So, let’s get started. I’m not going to bother trying to build my own docker image like he shows in the guide, I’ll just try to use the one he made.
Pull the docker image:
docker pull gauravkaila/tf_serving_cpu
(It’s big and it takes a while)
Spin up the container
docker run -it -d -P --name tf_serving_cpu -p 3000:3000 gauravkaila/tf_serving_cpu
I’m also not going to try to bother building a model like he does (though I do aspire to someday), I’m just going to try with one of the prebuilt models from the model zoo
In my case, I hope my old mac mini can manage faster_rcnn_inception_v2_coco, so I download that to my hass.io box and unzip it
tar -xvzf faster_rcnn_inception_v2_coco_2018_01_28.tar.gz
Then I use portainer to create a shell in my tf_serving_cpu container and I make a folder to hold my model:
Then I go back into the host debian server and copy my tensorflow model over to my folder in the running tf_serving_cpu container.

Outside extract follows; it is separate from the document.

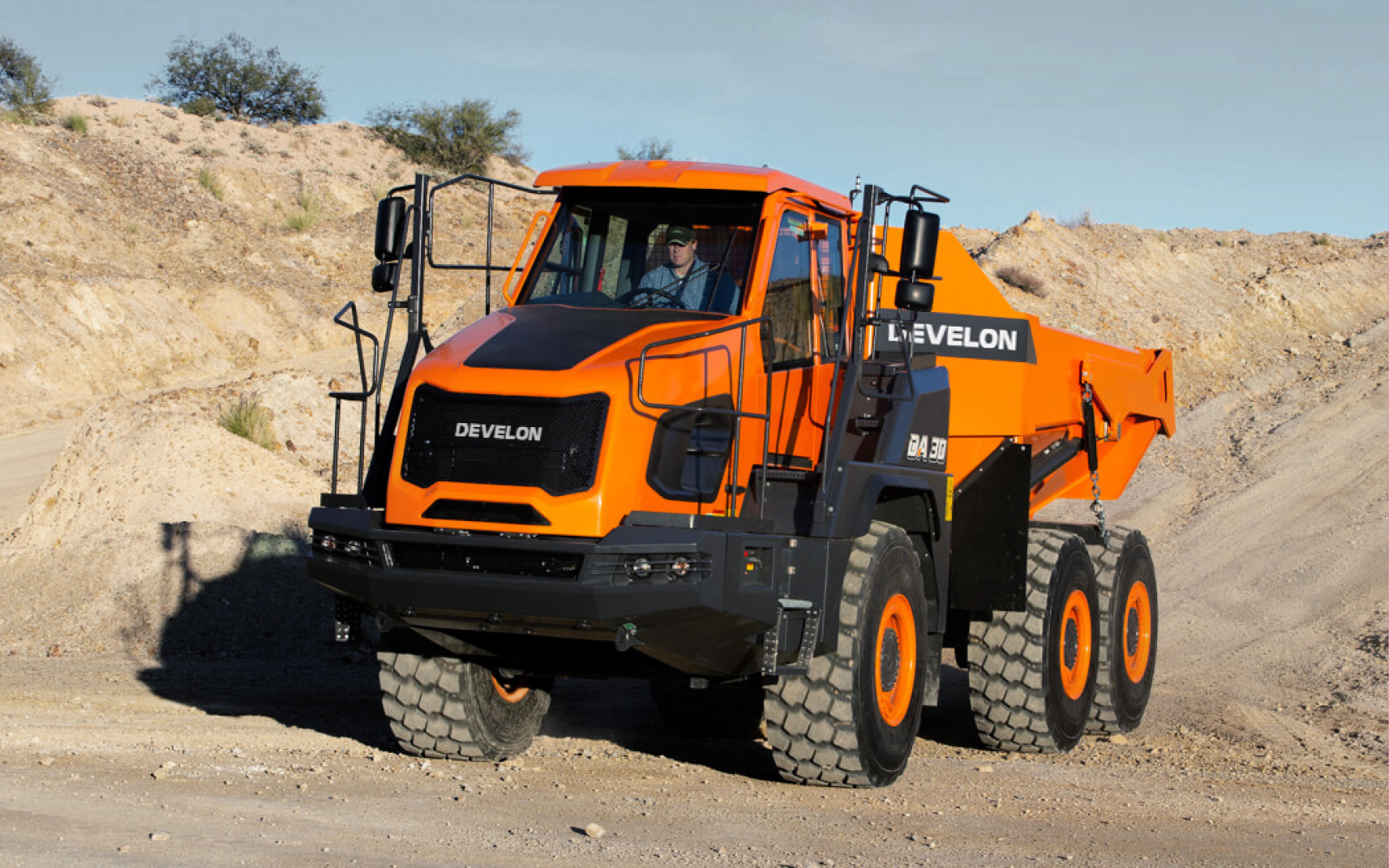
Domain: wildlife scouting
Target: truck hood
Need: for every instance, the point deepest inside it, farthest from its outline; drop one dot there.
(555, 336)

docker cp ./faster_rcnn_inception_v2_coco_2018_01_28 tf_serving_cpu:/modeldir
Then I pop back into the tf_serving_container in my portainer shell and try to start it up…
bazel-bin/tensorflow_serving/model_servers/tensorflow_model_server --port=3000 --model_name=obj_det --model_base_path=/modeldir/saved_model &> obj_det &
as I don’t really know what I’m doing, I also tried
bazel-bin/tensorflow_serving/model_servers/tensorflow_model_server --port=3000 --model_name=obj_det --model_base_path=/modeldir &> obj_det &
Unfortunately in both cases, I am met with a not nice message
Aborted (core dumped)
When I check my log in obj_det, I find:
2019-02-15 21:30:09.726026: F external/org_tensorflow/tensorflow/core/platform/cpu_feature_guard.cc:36] The TensorFlow library was compiled to use SSE4.2 instructions, but these aren't available on your machine.
Looks like he had a nicer CPU than me… So I need to see what I can do to remedy this… Maybe one of the precompiled builds from here can save my bacon… Otherwise I will try to compile it myself.
I’ll let you know what I come up with when I get a chance to try and fix it.